Magnetic system holds its magnetic strength best during most of the magnetic flux is granted the ability to loop through ferromagnetic medium instead of air. Magnetic system in rubber coated magnet will form a magnetic circuit with ferromagnetic load after stuck to each other. Take the pull force of A43 as an example, simulation results of practical and expected arrangement reached 123.0N and 78.7N, respectively. With the same cost, practical arrangement utilizing sintered Neodymium magnets with opposite poles right next to each other exhibit much stronger pull force in comparison with the expected arrangement.

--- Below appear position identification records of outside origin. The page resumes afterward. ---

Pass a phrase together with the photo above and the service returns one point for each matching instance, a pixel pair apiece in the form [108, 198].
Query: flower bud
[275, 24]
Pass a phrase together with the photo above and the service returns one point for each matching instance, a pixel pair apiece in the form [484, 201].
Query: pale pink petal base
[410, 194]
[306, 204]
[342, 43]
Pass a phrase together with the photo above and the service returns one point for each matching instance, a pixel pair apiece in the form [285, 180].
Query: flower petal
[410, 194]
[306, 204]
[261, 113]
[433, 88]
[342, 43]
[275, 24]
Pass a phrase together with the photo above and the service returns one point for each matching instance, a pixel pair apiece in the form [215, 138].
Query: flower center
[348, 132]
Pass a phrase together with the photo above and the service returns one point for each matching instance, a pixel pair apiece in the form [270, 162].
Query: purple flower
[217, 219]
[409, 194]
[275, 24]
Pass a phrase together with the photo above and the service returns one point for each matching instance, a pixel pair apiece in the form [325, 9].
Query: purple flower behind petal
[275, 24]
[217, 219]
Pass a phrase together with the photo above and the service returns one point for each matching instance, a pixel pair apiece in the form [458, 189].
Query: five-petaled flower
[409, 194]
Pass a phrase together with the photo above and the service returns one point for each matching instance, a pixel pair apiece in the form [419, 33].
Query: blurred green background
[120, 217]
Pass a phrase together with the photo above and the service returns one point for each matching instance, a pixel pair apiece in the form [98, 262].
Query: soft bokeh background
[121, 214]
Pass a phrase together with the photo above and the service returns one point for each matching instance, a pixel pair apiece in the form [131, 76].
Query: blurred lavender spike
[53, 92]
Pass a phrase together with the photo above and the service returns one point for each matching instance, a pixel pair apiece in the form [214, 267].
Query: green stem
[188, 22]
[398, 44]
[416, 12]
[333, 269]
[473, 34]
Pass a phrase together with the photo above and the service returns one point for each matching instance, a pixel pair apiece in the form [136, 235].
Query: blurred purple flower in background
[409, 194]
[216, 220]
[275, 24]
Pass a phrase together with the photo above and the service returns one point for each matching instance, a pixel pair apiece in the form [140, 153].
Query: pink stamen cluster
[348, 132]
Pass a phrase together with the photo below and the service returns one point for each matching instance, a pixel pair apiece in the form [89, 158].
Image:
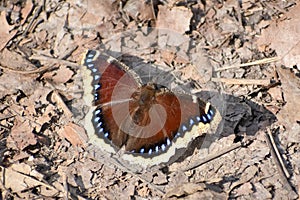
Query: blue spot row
[156, 149]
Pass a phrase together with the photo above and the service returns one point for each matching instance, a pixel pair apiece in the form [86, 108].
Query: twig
[242, 81]
[257, 62]
[283, 173]
[214, 156]
[54, 60]
[35, 16]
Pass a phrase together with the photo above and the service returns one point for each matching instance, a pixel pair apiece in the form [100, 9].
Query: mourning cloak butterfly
[148, 121]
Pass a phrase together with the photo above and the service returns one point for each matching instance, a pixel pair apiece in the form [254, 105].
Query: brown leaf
[175, 19]
[284, 37]
[74, 134]
[139, 9]
[21, 135]
[17, 182]
[14, 60]
[289, 114]
[62, 75]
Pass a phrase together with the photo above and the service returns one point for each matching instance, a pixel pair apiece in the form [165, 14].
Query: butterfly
[147, 120]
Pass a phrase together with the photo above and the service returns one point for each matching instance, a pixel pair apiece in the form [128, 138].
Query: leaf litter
[43, 146]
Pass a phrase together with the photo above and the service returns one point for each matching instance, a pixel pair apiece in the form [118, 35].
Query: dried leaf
[175, 19]
[288, 114]
[74, 134]
[21, 135]
[284, 37]
[21, 182]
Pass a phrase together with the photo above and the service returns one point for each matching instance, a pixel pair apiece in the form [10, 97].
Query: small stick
[283, 174]
[242, 81]
[215, 155]
[257, 62]
[54, 60]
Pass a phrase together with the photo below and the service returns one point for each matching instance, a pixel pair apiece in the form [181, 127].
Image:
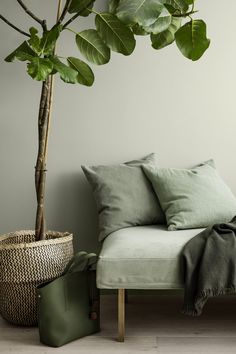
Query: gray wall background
[152, 101]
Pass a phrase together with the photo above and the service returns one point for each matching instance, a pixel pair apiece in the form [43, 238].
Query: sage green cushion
[143, 257]
[192, 198]
[124, 196]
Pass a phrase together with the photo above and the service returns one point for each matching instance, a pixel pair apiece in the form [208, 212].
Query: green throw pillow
[192, 198]
[124, 196]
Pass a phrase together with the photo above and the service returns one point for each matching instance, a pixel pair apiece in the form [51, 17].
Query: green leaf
[166, 37]
[34, 40]
[112, 6]
[39, 68]
[49, 39]
[115, 34]
[172, 10]
[143, 12]
[85, 75]
[22, 53]
[139, 30]
[191, 39]
[177, 4]
[92, 47]
[189, 2]
[81, 6]
[161, 24]
[67, 74]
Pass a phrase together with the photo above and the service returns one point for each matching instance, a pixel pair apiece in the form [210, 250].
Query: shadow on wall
[72, 208]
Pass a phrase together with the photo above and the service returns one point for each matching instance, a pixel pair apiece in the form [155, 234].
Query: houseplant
[165, 21]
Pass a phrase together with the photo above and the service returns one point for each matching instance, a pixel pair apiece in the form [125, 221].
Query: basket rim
[60, 237]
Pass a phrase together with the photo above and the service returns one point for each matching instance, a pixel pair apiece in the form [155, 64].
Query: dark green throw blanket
[209, 265]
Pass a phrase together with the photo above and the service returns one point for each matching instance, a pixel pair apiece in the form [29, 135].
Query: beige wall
[151, 101]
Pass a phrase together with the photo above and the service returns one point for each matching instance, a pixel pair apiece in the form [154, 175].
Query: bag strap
[76, 259]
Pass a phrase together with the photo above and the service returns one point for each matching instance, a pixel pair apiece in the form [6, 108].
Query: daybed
[142, 257]
[138, 193]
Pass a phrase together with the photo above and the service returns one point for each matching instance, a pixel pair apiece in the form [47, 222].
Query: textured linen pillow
[124, 196]
[192, 198]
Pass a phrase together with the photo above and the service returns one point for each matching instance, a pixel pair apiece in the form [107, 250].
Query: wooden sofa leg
[121, 315]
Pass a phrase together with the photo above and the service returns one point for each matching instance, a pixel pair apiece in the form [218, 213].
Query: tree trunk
[40, 168]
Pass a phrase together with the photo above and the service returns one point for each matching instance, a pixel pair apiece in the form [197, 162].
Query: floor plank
[154, 324]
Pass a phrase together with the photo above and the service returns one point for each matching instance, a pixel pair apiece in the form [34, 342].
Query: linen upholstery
[124, 196]
[192, 198]
[142, 257]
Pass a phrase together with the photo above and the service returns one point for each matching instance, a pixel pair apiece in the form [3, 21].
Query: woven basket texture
[24, 264]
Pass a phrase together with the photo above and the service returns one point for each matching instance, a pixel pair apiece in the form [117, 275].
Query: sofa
[146, 216]
[141, 257]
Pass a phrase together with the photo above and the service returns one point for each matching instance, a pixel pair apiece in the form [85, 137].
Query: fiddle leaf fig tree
[164, 21]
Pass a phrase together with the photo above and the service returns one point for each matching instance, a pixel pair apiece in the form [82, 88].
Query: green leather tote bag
[69, 305]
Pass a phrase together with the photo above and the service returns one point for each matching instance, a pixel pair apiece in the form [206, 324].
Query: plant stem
[31, 14]
[13, 26]
[64, 11]
[40, 169]
[75, 16]
[44, 118]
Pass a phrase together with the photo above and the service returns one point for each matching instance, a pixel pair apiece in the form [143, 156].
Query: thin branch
[70, 20]
[13, 26]
[31, 14]
[185, 15]
[75, 16]
[64, 11]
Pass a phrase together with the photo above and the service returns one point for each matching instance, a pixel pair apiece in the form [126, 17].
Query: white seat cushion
[142, 257]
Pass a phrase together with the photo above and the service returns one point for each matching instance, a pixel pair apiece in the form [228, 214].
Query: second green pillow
[193, 198]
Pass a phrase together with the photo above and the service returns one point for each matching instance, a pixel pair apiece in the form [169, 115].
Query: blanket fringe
[203, 296]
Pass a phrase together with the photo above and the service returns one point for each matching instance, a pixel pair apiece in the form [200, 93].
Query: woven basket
[24, 264]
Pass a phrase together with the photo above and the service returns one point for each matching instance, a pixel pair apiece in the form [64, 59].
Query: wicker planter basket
[24, 264]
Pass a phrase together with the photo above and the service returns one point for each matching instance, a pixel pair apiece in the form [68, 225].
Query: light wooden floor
[154, 324]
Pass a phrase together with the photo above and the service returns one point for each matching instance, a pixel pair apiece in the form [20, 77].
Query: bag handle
[81, 261]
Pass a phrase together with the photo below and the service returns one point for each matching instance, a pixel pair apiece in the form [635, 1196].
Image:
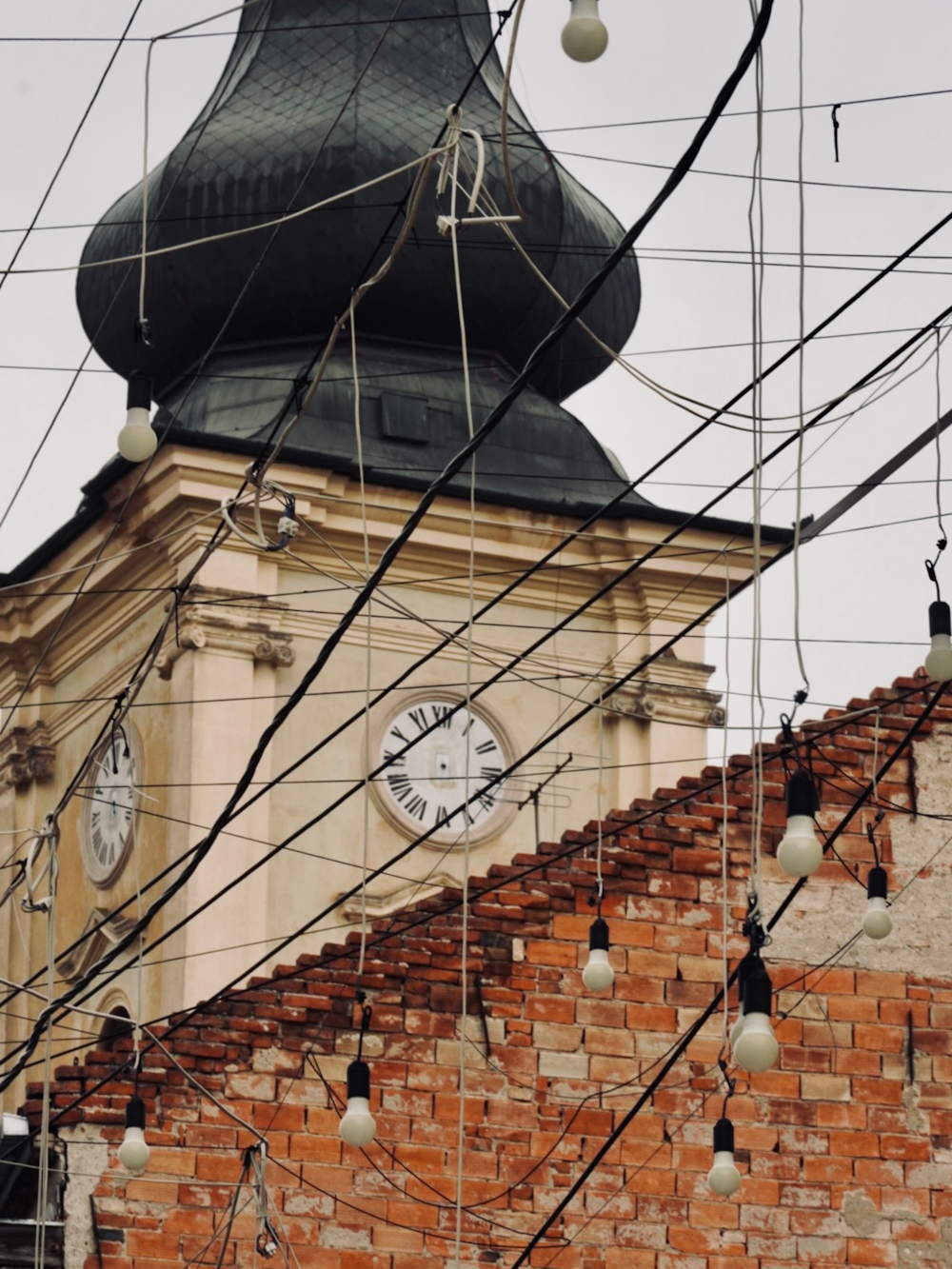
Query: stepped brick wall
[845, 1147]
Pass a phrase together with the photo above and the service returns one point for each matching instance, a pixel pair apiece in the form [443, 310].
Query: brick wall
[845, 1147]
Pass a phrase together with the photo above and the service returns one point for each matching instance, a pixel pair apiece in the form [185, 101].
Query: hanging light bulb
[585, 35]
[133, 1151]
[939, 662]
[357, 1126]
[137, 441]
[724, 1177]
[800, 853]
[598, 974]
[757, 1048]
[878, 922]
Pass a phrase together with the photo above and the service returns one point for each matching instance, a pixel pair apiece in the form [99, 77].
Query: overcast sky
[864, 593]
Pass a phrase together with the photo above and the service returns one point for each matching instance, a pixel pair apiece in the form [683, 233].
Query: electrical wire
[396, 544]
[636, 667]
[682, 1043]
[74, 138]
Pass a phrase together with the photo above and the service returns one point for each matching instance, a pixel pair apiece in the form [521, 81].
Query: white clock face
[110, 808]
[429, 781]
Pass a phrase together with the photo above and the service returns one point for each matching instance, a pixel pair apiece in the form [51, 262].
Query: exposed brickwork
[843, 1160]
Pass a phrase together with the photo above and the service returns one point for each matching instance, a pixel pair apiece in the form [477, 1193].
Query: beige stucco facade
[246, 633]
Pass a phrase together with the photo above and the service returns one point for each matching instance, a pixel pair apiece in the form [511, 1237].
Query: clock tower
[318, 99]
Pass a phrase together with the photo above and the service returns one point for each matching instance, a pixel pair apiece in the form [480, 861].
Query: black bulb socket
[878, 884]
[802, 796]
[598, 936]
[136, 1113]
[758, 993]
[940, 618]
[358, 1081]
[140, 393]
[724, 1136]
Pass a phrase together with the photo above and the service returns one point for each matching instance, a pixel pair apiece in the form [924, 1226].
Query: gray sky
[861, 589]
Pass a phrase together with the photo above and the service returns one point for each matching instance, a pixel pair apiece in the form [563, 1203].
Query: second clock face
[429, 781]
[110, 807]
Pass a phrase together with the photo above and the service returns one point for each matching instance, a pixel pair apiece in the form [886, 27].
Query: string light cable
[155, 647]
[823, 523]
[619, 1130]
[678, 1050]
[452, 467]
[815, 529]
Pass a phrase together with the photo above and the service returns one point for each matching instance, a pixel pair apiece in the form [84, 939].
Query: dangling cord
[800, 367]
[267, 1241]
[757, 259]
[730, 1085]
[725, 906]
[143, 332]
[464, 955]
[366, 1014]
[368, 764]
[44, 1187]
[598, 795]
[505, 115]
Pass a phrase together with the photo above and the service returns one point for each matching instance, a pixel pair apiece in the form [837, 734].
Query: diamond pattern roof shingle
[267, 141]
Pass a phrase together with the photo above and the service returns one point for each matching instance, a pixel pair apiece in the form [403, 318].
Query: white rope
[464, 955]
[598, 791]
[940, 340]
[44, 1184]
[800, 361]
[757, 260]
[725, 907]
[248, 228]
[368, 763]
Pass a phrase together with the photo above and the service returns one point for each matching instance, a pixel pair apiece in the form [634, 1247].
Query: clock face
[428, 782]
[110, 807]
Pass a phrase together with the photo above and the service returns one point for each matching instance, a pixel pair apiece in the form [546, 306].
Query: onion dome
[318, 98]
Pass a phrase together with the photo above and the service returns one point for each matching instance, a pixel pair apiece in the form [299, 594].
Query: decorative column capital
[27, 757]
[217, 621]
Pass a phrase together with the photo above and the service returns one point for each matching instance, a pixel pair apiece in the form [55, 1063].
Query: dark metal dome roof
[268, 141]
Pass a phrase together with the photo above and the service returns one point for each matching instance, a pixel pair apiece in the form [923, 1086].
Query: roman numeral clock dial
[428, 783]
[107, 827]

Encapsulation process of rubber coated magnet is processed via vulcanization or injection molding technology. Vulcanization and injection molding technology is corresponding to vulcanized silicon rubber and thermo-plastic-rubber material (TPR), respectively. Injection molding technology of rubber coated magnet is belonging to overmolding process which involves 2 separate molds. The first mold produces a rubber part with cavity for the magnetic system. Magnetic system is then placed into the first rubber part. The assembly is subsequently inserted into the second mold where the second half of rubber part in injected, covering the magnetic system and fusing with the first half of the rubber part. For rubber coated magnet, injection molding technology is the more conventional encapsulation process compared with vulcanization technology due to the production efficiency, raw material cost, utilization rate of recycled material, and color flexibility. Even vulcanization technology is generally condemned for relatively higher cost, but vulcanized silicon rubber coating can serve more superior durability and slide resistance to rubber coated magnet.